Critics often argue that faith-based service providers are more interested in delivering faith than delivering services, and exclusively serve members of their own faith community.  Yet, we saw no evidence of aggressive proselytising, and every organisation we spoke to delivered services to a wide-range of citizens, of no faith and different faiths – in accordance with their public service ethos.

Fears over discrimination, in either service provision or employment, can be allayed by local authorities using their discretionary commissioning powers to make funding conditional on their openness. We recommend that faith groups should be forced to work with people or groups of other creeds in their community if they are to continue providing public services.

Ultimately, authorities should be encouraged to weigh up the advantages for themselves. If religious groups can generate benefits beyond just cost efficiencies, then isn’t it time we weren’t afraid to put more faith in our public services?

Karl Wilding

Hi Jonathan
It's a few years old, but we surfaced some of these issues when we looked at FBOs for NCVO (it was round about the time government was thinking about a quality standard for FBOs delivering public services.
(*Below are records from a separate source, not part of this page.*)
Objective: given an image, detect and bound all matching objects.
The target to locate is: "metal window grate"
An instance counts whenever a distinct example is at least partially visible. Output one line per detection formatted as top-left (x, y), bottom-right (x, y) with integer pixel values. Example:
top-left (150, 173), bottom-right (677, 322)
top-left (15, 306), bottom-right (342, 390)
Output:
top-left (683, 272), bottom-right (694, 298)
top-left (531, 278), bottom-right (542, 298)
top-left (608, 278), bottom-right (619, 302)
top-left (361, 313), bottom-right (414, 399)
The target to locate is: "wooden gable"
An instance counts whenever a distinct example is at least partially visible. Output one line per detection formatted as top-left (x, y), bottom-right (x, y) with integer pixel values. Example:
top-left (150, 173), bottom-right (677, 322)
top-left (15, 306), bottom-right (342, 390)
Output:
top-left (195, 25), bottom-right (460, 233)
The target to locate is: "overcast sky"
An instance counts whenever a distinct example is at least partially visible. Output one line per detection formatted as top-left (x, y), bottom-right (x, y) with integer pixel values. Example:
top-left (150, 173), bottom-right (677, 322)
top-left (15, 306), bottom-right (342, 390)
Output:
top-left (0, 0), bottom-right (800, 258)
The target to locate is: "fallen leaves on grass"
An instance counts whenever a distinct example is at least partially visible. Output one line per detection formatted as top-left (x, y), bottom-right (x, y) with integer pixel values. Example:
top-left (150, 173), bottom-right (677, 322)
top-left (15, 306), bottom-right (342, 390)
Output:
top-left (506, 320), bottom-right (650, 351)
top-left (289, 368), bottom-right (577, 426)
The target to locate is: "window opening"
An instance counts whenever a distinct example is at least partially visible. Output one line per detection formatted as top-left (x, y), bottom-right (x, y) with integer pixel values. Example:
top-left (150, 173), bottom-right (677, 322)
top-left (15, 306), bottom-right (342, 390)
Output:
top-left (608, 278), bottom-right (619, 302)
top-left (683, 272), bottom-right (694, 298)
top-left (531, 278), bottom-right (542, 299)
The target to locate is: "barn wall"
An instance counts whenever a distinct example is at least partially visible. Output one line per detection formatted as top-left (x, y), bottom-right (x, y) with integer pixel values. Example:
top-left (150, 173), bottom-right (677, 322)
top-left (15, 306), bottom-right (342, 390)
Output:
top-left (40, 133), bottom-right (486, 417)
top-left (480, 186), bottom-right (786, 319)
Its here: http://www.ncvo-vol.org.uk/sites/default/files/UploadedFiles/NCVO/Publications/Publications_Catalogue/Sector_Research/Faith_and_Voluntary_Action_0.pdf

Rachael

It is interesting that you didn't engage with the service users themselves. If you only talk to the providers of these services you are very unlikely to uncover evidence of "aggressive proselytising", regardless of whether it is happening or not. I noticed that a number of the organisations in your list are known to have bullied or discriminated against certain users, often on the grounds of sexuality.

There is also something latently offensive in this report to the non-religious in the voluntary sector. The implication is that the quality of service delivery, or even the motivation for delivering those services, is inferior or somehow comprimised. Given that almost 75% of the voluntary/community sector in the UK is secular, I think there are likely to be quite a few people disappointed, or even alarmed, by the conclusions of this report.